Determination of the binary diffusion coefficients and interaction viscosities of the systems carbon dioxide–nitrogen and ethane–methane in the dilute gas phase from accurate experimental viscosity data using the kinetic theory of gases

Abstract

The results of viscosity measurements at moderate densities on the two gaseous mixtures carbon dioxide–nitrogen and ethane–methane including the pure gases between 253.15 K and 473.15 K, originally performed by Humberg et al. at Ruhr University Bochum, Germany, using a rotating-cylinder viscometer between 0.1 MPa and 2.0 MPa, were employed to determine the interaction viscosity, 𝜂^(0)_12 , and the product of molar density and diffusion coefficient, (𝜌D_12)^(0), each in the limit of zero density. The isothermal viscosity data were evaluated by those authors with density series restricted to the second order at most to derive the zero-density viscosities and initial density viscosity coefficients, 𝜂^(0)_mix and 𝜂^(1)_mix, for the mixtures, as well as, 𝜂^(0)_i and 𝜂^(1)_i ( i= 1, 2 ), respectively, for the pure gases. Humberg et al. have already compared their 𝜂^(0)_mix and 𝜂^(0)_i data for carbon dioxide–nitrogen and ethane–methane with corresponding viscosity values theoretically computed for the nonspherical potentials of the intermolecular interaction. Now we employed 𝜂^(0)_mix and 𝜂^(1)_mix as well as 𝜂^(0)_i and 𝜂^(1)_i in two procedures to derive 𝜂^(0)_12 values. For this, we needed A^∗_12 values (ratio between effective cross-sections of viscosity and diffusion). But the second procedure applying the initial density viscosity coefficients 𝜂^(1)_mix and 𝜂^(1)_i failed to yield reasonable 𝜂^(0)_12 values.
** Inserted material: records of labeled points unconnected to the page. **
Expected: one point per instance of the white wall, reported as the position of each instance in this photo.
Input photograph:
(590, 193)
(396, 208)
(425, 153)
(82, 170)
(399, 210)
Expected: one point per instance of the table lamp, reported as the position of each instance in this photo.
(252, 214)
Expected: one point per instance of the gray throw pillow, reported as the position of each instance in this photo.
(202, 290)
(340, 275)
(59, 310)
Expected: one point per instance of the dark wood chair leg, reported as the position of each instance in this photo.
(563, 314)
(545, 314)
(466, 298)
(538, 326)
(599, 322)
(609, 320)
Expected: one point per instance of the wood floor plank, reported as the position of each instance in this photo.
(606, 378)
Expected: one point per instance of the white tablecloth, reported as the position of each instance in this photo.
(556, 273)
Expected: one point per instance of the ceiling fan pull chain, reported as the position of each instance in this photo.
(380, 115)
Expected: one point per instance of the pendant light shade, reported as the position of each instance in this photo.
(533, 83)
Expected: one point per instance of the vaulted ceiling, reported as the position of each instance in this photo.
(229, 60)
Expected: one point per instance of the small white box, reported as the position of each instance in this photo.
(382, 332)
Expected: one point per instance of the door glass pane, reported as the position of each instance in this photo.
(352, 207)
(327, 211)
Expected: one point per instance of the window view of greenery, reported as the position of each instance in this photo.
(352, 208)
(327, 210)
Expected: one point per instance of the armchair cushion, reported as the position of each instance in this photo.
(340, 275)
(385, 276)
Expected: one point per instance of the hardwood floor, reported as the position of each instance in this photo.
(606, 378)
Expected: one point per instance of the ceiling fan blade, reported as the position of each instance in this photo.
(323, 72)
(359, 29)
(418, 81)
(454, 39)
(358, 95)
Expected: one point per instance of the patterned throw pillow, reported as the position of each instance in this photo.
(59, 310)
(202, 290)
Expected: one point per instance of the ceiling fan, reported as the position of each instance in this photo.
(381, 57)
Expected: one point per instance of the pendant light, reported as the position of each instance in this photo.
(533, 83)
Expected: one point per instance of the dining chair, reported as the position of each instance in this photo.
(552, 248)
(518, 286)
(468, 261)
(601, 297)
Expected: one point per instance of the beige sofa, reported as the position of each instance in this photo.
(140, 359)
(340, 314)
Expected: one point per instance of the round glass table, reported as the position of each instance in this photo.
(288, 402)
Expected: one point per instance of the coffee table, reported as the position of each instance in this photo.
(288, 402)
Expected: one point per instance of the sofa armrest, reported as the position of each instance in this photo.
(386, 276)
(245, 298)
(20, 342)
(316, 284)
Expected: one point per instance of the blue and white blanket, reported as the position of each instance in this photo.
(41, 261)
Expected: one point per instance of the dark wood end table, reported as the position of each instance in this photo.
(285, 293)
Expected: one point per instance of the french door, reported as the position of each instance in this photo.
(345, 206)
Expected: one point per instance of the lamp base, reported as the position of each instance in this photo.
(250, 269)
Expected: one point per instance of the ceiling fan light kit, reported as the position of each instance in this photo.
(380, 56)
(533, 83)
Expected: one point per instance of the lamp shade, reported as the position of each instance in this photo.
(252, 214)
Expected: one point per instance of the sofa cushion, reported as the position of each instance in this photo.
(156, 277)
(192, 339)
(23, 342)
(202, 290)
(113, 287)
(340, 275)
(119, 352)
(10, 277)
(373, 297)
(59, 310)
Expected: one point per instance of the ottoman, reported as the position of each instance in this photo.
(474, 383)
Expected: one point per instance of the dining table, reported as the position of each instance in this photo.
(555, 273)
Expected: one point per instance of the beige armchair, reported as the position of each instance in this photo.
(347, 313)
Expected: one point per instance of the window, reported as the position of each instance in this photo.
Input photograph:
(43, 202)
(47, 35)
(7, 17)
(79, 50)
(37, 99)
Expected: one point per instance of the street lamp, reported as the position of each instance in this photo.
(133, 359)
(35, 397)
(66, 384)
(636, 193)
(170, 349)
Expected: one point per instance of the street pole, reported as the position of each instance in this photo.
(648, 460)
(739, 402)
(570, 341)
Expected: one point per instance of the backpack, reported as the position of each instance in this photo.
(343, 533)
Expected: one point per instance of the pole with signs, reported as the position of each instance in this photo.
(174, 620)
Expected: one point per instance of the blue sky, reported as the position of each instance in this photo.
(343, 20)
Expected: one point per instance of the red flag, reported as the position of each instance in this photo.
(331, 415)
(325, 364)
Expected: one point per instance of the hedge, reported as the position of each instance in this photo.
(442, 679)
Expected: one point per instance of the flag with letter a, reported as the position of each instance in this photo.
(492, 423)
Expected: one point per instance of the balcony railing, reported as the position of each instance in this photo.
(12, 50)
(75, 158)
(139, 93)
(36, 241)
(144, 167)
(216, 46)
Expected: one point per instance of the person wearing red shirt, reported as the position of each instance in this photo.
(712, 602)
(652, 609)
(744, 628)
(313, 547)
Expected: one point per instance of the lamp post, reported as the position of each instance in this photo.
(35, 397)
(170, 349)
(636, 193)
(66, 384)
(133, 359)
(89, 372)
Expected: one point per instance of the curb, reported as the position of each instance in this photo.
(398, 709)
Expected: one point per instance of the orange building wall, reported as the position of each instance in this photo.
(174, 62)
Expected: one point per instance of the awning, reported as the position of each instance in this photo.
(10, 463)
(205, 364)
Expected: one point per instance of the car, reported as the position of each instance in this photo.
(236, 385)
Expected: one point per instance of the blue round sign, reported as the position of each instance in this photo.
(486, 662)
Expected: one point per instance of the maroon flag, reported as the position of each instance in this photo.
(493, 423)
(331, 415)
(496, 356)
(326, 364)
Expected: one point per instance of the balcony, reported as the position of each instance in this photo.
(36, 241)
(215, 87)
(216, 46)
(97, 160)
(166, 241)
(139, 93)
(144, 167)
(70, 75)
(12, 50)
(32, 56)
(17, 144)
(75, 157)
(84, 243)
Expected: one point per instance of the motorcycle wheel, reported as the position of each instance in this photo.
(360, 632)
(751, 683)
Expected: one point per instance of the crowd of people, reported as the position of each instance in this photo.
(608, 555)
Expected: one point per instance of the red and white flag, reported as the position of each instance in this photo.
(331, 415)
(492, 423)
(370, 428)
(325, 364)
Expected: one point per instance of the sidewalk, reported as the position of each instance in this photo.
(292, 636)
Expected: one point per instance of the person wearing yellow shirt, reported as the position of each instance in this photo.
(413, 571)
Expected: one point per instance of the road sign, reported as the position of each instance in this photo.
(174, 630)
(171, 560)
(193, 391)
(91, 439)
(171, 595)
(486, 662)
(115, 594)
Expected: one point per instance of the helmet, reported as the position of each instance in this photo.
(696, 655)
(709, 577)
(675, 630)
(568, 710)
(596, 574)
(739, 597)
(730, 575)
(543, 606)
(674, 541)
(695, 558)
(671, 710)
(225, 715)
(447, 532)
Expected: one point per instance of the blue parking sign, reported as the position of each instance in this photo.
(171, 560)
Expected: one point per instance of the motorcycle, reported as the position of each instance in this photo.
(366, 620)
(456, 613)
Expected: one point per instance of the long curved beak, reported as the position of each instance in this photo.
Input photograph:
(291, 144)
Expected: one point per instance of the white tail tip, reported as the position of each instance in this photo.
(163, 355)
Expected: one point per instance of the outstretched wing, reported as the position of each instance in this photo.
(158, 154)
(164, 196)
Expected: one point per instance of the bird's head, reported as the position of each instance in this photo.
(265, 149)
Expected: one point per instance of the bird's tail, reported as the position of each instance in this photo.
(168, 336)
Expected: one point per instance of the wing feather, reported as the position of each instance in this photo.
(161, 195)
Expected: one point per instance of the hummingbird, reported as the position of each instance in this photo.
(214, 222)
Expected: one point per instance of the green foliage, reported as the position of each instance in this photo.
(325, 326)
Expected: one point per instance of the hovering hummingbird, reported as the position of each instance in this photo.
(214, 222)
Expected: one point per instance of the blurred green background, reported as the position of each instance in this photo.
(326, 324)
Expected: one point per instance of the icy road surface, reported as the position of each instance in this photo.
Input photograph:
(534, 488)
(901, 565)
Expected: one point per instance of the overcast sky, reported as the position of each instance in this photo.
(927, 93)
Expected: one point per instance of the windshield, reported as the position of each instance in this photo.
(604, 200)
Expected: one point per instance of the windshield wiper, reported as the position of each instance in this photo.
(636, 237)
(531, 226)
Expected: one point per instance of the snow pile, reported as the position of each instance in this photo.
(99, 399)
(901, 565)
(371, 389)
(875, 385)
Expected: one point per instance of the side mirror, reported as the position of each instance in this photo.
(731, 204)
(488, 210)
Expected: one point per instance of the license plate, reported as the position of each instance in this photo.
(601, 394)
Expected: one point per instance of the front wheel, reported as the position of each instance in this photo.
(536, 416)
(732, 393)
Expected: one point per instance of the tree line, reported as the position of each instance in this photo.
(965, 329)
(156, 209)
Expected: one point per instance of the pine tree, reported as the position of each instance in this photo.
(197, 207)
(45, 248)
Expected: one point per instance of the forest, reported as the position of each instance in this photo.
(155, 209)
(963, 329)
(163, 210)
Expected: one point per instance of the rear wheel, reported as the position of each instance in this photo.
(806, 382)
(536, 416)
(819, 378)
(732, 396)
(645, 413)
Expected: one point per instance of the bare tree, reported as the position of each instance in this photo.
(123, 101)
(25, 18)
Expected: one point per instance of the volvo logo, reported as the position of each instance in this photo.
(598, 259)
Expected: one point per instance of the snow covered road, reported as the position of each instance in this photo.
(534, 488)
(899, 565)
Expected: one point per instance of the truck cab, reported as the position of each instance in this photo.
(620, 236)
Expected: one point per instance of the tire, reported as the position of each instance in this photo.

The first procedure should provide the best results when it is possible to use A^∗_12 values computed for the nonspherical potential. The effect is comparatively small if 𝜂^(0)_12 is determined. But if (𝜌D_12)^(0) is calculated from 𝜂^(0)_12 using A^∗_12 values for the nonspherical potential, the impact is several percent. Moreover, the experimentally based 𝜂^(0)_12 and (𝜌D_12)^(0) data agree with theoretically calculated values for the nonspherical potentials.